Meski baru saja dikukuhkan
memimpin MPU Kabupaten Bireuen Mei 2013 lalu, sosok Tgk. Hanafiah sebenarnya
bukanlah orang baru di MPU. Beliau telah aktif sejak MPU Kabupaten Bireuen
dibentuk tahun 2001 silam. Ketika itu, ulama kelahiran Peudada, 2 Januari 1945
itu menjabat sebagai wakil ketua, mendampingi Alm. Tgk. Jamaluddin hingga masa
dua periode kepengurusan MPU.
Tgk. Hanafiah pun sempat menjabat sementara sebagai ketua ketika Tgk. Jamaluddin wafat tahun 2011.
Menempuh pendidikan di PGA 4
tahun Muhammadiyah Bireuen pada tahun 1964 dan berlanjut ke Dayah Nurul Huda
Peudada dalam kurun waktu 1964-1969, hingga kemudian hijrah ke Banda Aceh untuk
menimba ilmu di Jurusan Filsafat Islam Fakultas Ushuluddin IAIN Ar-Raniry Banda
Aceh antara 1969-1972, kiprah beliau kemudian semakin dirasakan masyarakat.
Sebelum akhirnya aktif di MPU, ayah tiga putra, empat putri dan 13 cucu yang kini menetap di komplek Dayah Nurul Huda, Pulo Ara, Peudada, Bireuen ini telah terlebih dahulu menjadi anggota DPRD Aceh Utara periode 1971-1977 dan Kepala KUA Kecamatan Gandapura sejak tahun 1979-2000.
Pengalaman hidup itu pulalah yang telah menempa beliau hingga menjadi sosok ulama yang tidak hanya bijak dalam memberikan penjelasan-penjelesan terkait hukum Islam, namun juga mengerti tentang tata kelola pemerintahan dan dinamika hdup bermasyarakat. Karena itu, tak mengherankan bila beliau kemudian dipercaya memimpin MPU Kabupaten Bireuen periode 2013-2018.
Sebagai ulama yang meraih gelar Bachelor of Art (BA) dari IAIN Ar-Raniry dan pernah aktif sebagai anggota DPRK Aceh Utara, Tgk. Hanafiah pun tak luput mengkritisi sistem demokrasi yang saat ini diterapkan di republik ini.
Beliau menilai, demokrasi yang menyamakan suara seorang ulama yang berpengetahuan dengan seorang yang tidak berpengetahuan sungguhlah tidak tepat dan bukan ciri-ciri demokrasi islami.

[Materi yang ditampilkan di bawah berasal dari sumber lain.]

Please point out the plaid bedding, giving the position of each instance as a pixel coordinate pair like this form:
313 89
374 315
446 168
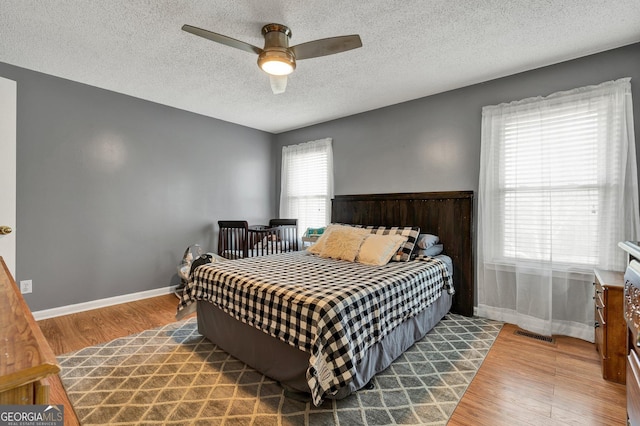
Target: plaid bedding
332 309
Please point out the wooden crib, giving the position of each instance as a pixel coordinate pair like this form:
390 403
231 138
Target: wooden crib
237 240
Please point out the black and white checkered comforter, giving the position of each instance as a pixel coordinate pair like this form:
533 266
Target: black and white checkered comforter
332 309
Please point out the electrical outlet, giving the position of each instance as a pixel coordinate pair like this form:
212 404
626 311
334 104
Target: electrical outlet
26 286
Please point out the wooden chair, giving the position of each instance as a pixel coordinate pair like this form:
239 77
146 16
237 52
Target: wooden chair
233 239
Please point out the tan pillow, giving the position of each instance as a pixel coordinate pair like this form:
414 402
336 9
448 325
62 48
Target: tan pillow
317 247
343 244
379 249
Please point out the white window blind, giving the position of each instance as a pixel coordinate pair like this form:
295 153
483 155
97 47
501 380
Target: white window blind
558 190
307 183
553 182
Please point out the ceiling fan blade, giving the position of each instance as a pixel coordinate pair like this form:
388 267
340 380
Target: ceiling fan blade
278 83
219 38
326 46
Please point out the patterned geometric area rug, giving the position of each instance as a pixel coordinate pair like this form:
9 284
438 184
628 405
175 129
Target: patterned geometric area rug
173 375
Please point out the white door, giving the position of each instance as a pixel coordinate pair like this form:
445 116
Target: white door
8 173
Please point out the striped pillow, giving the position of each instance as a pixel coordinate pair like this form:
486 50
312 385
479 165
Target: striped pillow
411 232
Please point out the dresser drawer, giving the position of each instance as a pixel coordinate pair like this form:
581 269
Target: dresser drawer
610 328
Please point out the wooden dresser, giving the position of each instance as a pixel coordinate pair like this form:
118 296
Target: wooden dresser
26 359
632 318
610 327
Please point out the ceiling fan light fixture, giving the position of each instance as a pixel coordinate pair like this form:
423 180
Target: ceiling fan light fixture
276 62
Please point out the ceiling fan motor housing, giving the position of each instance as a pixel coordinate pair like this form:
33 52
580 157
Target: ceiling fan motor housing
276 46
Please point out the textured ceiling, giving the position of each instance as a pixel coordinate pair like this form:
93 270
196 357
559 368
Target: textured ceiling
411 49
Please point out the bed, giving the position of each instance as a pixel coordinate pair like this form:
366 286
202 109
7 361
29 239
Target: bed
329 347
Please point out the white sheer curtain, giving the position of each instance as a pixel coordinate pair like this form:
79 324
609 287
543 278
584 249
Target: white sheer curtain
307 183
558 190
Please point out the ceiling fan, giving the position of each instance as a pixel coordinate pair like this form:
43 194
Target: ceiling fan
277 58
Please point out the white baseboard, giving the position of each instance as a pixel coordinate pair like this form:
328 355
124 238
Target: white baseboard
101 303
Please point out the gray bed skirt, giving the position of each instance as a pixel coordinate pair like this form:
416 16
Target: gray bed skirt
288 365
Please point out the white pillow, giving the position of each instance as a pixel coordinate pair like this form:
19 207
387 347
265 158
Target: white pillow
317 247
343 244
379 249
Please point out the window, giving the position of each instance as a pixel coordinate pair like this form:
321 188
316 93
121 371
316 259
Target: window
307 183
557 191
557 167
551 186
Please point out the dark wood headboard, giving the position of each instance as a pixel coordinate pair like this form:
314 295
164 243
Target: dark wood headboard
448 215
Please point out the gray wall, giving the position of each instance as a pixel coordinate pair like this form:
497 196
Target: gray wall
111 189
433 143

Dibalik itu semua, suami dari Rohani ini mengajak umat untuk menyikapi hidup ini dengan bijak. Untuk itu dibutuhkan pengetahuan. Terutama pengetahuan tentang dasar-dasar hukum Islam agar tidak salah melangkah. Dan, itu akan dengan mudah didapatkan masyarakat bila pengajian dengan bimbingan para ulama kembali semarak di meunasah-meunasah gampong di Aceh.”

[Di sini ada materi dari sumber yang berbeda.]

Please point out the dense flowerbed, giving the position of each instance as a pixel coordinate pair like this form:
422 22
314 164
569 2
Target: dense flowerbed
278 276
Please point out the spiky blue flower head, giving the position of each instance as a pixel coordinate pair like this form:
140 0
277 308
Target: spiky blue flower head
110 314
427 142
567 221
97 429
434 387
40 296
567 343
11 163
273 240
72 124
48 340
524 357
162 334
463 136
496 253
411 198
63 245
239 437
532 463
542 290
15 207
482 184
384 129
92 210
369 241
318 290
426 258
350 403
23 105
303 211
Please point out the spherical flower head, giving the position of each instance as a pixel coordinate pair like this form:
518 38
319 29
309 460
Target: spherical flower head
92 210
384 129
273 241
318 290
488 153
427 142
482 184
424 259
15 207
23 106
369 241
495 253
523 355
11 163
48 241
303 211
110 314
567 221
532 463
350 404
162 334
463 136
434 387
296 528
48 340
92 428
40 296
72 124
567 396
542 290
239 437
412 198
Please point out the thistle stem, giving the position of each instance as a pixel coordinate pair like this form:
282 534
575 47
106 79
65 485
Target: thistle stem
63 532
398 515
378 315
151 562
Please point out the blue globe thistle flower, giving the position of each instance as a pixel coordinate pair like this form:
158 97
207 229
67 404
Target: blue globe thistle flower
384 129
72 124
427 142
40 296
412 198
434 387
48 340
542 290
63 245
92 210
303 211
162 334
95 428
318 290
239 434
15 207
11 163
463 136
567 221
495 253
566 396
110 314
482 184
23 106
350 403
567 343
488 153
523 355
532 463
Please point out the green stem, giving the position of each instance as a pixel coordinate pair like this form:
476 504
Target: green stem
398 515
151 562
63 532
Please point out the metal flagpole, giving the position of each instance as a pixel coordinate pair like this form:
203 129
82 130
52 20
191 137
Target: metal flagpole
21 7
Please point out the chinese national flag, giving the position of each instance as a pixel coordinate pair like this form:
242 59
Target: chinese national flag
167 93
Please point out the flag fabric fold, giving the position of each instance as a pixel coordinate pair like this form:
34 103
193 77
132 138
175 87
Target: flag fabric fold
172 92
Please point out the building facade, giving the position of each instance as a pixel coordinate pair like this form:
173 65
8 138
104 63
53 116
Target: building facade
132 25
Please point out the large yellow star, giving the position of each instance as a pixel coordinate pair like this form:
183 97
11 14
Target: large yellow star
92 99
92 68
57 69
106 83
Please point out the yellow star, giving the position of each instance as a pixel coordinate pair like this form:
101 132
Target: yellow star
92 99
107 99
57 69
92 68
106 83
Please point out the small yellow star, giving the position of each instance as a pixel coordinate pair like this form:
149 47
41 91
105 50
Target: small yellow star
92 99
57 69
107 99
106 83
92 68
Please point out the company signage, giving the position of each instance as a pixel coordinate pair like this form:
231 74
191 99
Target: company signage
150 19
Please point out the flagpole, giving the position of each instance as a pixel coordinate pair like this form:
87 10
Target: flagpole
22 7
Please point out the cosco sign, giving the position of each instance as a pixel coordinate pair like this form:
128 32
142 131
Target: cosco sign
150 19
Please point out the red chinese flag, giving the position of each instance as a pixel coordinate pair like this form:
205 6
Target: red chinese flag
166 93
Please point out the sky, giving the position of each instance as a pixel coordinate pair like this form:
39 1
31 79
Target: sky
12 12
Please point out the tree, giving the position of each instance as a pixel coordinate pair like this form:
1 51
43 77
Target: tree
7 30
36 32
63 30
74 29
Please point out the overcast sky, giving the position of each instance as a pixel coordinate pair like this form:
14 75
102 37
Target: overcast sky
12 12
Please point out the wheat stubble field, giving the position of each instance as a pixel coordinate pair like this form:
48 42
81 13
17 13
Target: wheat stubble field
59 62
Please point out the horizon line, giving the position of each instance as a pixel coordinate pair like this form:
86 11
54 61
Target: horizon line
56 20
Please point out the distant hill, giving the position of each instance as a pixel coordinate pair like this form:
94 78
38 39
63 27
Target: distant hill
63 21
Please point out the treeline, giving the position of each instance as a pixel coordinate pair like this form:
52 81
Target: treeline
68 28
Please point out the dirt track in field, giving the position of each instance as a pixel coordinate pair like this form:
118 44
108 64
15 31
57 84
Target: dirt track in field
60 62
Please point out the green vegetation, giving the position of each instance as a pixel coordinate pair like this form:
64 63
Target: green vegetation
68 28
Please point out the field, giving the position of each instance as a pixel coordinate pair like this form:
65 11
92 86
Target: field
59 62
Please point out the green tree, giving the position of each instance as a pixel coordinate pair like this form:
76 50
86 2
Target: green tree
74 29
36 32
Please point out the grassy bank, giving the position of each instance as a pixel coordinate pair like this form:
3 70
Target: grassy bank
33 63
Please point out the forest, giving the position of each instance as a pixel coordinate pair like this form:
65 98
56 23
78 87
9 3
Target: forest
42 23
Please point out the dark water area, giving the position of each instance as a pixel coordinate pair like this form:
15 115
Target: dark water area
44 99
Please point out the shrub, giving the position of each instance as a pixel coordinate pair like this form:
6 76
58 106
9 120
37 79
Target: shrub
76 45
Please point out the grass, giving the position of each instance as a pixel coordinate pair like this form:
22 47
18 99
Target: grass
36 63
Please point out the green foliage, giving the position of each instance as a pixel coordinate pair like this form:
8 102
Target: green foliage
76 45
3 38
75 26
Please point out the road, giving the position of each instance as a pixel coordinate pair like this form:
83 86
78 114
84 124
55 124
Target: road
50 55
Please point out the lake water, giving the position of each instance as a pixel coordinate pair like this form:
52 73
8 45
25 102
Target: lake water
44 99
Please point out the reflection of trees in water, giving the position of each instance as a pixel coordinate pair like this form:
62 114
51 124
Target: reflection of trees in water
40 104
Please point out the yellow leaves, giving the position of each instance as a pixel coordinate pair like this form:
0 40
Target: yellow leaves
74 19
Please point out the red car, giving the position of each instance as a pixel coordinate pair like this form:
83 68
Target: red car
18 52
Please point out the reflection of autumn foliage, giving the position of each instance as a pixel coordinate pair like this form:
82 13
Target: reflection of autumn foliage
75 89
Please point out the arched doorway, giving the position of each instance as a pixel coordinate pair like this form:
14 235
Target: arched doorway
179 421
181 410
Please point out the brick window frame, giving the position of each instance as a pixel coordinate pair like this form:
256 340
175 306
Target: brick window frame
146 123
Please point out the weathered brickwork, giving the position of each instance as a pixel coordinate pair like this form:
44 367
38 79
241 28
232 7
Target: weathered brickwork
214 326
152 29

“Bila ini benar-benar bisa ditegakkan kembali, maka kita tidak perlu terlalu risau dengan isu-isu pendangkalan aqidah karena umat sudah mempunyai benteng yang kuat,” tuturnya.
Maka, sebagai amal ma’ruf
nahi munkar, Tgk. Hanafiah berpesan, sudah selayaknya Wilayatul Hisbah (WH)

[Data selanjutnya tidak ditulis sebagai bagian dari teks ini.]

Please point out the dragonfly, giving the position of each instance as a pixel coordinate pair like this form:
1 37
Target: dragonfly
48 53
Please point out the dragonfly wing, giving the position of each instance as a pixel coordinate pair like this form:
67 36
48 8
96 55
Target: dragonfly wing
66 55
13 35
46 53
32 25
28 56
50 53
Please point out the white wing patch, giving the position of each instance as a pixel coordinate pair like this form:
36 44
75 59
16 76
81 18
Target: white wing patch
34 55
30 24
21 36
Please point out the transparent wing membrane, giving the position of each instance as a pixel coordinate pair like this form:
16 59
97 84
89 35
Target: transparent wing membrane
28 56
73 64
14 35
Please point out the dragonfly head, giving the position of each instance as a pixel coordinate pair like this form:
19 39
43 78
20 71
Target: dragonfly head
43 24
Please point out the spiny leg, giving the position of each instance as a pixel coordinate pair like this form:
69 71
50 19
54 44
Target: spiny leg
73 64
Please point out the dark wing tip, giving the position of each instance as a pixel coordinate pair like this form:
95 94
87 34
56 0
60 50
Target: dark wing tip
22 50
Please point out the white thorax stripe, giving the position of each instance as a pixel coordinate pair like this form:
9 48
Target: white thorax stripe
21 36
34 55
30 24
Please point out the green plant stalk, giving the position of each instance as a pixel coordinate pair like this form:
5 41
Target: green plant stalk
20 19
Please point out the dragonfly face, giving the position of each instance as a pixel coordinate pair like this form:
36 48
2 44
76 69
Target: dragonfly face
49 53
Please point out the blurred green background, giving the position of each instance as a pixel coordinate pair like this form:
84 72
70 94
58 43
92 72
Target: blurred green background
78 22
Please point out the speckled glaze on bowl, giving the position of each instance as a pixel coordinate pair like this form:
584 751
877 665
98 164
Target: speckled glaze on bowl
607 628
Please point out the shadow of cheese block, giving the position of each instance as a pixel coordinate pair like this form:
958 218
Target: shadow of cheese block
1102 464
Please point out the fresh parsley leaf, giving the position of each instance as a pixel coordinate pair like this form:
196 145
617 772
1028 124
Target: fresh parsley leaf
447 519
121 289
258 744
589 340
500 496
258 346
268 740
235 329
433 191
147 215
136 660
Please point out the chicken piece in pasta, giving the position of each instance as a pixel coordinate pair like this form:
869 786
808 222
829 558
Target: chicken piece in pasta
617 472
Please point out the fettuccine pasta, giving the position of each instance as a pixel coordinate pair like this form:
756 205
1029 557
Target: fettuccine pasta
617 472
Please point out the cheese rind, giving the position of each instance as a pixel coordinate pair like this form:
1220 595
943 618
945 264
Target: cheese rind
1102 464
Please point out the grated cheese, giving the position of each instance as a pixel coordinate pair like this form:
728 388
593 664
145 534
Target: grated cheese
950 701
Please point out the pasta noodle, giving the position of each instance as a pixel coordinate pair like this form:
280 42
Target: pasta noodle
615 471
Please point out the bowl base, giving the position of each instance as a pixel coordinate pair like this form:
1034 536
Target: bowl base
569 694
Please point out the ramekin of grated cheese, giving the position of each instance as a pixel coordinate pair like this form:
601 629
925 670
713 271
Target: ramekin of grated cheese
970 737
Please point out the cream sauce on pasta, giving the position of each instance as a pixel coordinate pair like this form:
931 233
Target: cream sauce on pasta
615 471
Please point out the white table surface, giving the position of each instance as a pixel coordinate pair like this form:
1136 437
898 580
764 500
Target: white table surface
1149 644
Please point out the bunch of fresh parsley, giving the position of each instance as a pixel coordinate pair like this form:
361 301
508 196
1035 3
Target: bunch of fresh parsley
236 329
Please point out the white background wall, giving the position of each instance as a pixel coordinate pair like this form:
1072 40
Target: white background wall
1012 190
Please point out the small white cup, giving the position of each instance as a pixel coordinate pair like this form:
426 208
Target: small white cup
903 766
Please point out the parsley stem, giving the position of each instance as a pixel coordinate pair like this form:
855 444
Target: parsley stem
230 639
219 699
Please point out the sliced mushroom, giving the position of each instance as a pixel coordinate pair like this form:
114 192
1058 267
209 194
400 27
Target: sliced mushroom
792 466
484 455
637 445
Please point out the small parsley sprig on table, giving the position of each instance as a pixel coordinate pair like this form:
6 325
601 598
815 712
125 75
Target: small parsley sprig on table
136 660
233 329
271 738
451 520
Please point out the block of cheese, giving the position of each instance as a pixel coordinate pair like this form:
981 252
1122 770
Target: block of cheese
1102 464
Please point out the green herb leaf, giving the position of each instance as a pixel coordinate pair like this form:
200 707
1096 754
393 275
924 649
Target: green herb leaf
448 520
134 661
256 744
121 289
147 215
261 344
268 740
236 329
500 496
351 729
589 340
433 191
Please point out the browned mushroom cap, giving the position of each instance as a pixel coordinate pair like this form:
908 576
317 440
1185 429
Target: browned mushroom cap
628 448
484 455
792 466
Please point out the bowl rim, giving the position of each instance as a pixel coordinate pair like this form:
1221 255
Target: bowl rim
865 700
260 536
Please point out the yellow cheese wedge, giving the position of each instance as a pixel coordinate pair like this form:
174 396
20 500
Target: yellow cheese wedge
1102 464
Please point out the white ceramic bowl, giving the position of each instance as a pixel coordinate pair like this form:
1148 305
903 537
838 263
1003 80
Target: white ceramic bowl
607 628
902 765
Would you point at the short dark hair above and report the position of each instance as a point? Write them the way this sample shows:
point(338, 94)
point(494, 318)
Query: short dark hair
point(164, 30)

tidak hanya memfokuskan diri pada razia-razia dipusat perkotaan, melainkan
aktif turun ke gampong-gampong untuk menyerukan dan mengawal tegaknya syiar
Islam.
“Kalau pengetahuan agama umat
sudah kuat dan syiar agama tegak di gampong-gampong di Aceh. Rasanya
pelanggaran syariat juga akan berkurang dengan sendirinya,” nilai Tgk.